Im Prinzip teile ich die Analyse. Die Politik und viele Politiker sind mit Wirtschaftskrisen überfordert. Das scheint mir aber keine spezifische Eigenschaft der Institution Demokratie zu sein. Die Debatte rund um die Frage wieviel Staat bzw. staatliche Eingriffe die Wirtschaft verträgt ist ebenso alt wie ungelöst. Das Spektrum reicht von staatlichem Dirigismus und Planwirtschaft bis zum Ordoliberalismus, der dem Staat die Rolle der Schaffung günstiger Rahmenbedingungen zuspricht.
Wenn letztere Wirtschaftskrisen nicht verhindern können, gerät die Politik schnell einmal in Panik und handelt unkontrolliert.

Andererseits -- und da bin ich mit der Analyse nicht einig -- hat das unsolide Finanzgebaren vieler Staaten die bereits bestehende Finanz- und Wirtschaftskrise weiter verstärkt. Die ehemaligen Retter müssen jetzt selbst gerettet werden, weil sie ihre Haushalte seit Jahrzehnten, nicht erst seit der Krise, nicht im Griff haben. Clinton war der letzte US-Präsident, der Haushaltsüberschüsse hatte. In Deutschland und Frankreich muss man wohl noch weiter zurück gehen.

So gesehen reisst jetzt die zögliche, wankelmütige, uniformierte Politik die Wirtschaft rein. DIE WIRTSCHAFT IST OHNMÄCHTIG GEGENÜBER EINER GLOBALEN DEFIZIT-POLITIK. Aber es ist die Wirtschaft, d.h. die Arbeitstätigen, die es letztlich richten muss.
Man darf nicht vergessen, dass Demokratien inhärent dazu neigen, Defizite zu produzieren, weil im Kampf um Wähleranteile laufend Geschenke gemacht werden. Griechenland ist ein exzellentes Beispiel. Nach jedem Wahlsieg einer Partei wurden tausende staatlicher Stellen geschaffen, um sich bei der eigenen Klientel zu bedanken.

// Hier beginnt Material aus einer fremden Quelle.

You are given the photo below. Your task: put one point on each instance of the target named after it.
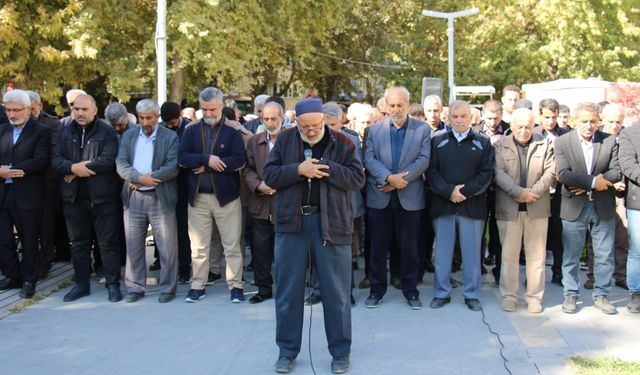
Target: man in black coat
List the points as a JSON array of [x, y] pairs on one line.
[[25, 145], [54, 231], [85, 155]]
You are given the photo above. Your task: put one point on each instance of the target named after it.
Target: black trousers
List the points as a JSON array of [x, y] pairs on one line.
[[83, 219], [48, 234], [495, 248], [263, 234], [554, 236], [406, 225], [28, 223]]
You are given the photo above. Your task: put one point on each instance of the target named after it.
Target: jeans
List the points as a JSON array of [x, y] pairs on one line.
[[573, 238]]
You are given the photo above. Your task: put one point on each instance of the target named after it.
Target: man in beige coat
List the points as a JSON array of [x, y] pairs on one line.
[[524, 171]]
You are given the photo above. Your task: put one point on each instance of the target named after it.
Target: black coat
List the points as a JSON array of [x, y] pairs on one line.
[[30, 153], [572, 172], [101, 147], [346, 173], [469, 163]]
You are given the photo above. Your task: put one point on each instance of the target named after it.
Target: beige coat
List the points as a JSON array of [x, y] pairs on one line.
[[540, 176]]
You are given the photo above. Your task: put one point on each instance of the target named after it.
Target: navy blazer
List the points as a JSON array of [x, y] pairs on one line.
[[414, 159], [30, 153], [571, 170]]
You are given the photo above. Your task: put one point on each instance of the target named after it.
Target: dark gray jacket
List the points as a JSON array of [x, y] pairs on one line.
[[345, 174], [629, 158], [163, 167]]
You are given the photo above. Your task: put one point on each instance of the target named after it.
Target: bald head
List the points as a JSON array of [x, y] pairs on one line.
[[84, 110], [612, 118], [522, 121]]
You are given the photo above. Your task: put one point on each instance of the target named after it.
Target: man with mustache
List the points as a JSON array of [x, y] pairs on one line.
[[587, 166]]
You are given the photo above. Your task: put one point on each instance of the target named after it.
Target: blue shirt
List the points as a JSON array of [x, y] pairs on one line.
[[397, 141]]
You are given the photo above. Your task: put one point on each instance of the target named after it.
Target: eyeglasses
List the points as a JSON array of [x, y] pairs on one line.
[[311, 127], [15, 110]]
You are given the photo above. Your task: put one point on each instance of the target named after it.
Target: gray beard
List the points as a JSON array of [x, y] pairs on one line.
[[312, 142], [211, 120]]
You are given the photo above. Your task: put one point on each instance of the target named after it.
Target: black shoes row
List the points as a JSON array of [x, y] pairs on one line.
[[339, 364]]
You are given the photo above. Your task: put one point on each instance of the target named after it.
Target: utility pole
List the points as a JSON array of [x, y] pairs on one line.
[[451, 16], [161, 50]]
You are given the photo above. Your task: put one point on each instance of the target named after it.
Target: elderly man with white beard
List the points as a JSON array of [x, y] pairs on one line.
[[261, 199], [214, 151]]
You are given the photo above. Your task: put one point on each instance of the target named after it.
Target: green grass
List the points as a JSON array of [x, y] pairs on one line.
[[39, 297], [602, 365]]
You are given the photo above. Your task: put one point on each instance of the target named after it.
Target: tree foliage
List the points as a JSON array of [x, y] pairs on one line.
[[247, 47]]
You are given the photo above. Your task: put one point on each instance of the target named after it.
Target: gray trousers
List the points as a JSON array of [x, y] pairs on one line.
[[144, 209], [573, 238], [470, 233], [333, 266]]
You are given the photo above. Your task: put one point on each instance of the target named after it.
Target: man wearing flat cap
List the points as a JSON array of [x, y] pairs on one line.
[[313, 169]]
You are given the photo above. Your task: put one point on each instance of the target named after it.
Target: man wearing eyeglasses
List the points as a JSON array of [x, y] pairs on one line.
[[25, 145], [71, 96], [313, 170], [396, 155]]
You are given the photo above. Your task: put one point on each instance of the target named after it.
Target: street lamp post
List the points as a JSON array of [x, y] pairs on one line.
[[450, 16], [161, 50]]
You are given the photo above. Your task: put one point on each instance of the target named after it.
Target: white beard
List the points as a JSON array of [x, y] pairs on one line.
[[315, 141]]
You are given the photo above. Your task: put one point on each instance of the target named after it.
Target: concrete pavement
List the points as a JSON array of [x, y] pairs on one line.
[[216, 337]]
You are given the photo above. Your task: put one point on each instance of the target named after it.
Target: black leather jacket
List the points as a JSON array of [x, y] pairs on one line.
[[97, 142]]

Wenn moniert wird, dass die Medien entweder völlig unkritisch berichten oder dann skandalisierend ist zu beachten, dass sehr viele Journalisten und -innen über keine solide wirtschaftswissenschaftliche Ausbildung verfügen. Es wäre reizvoll zu untersuchen, welchen Bildungshintergrund die Damen und Herren in den Wirtschaftsredaktionen haben. Wenn ich als Experte zu Wirtschaftsthemen angefragt werde, tun sich (v.a. bei den Online-Journalisten) teilweise Abgründe des Nichtwissens auf...
http://www.slembeck.ch/blog/
Prof. Tilman Slembeck, am 06. Oktober 2011 um 12:25 Uhr
Die Wirtschaft sei ohnmächtig gegenüber einer globalen Defizitpolitik, schreibt Herr Slembeck in seinem Kommentar (unten). Arme Wirtschaft.
Darüber, dass die Wirtschaft die Staatsdefizite massgeblich selbst verursacht hat, indem ihre Interessensvertreter in den letzten beiden Jahrzehnten am Laufmeter Steuersenkungen durchgeboxt haben, verliert Herr Slembeck kein Wort.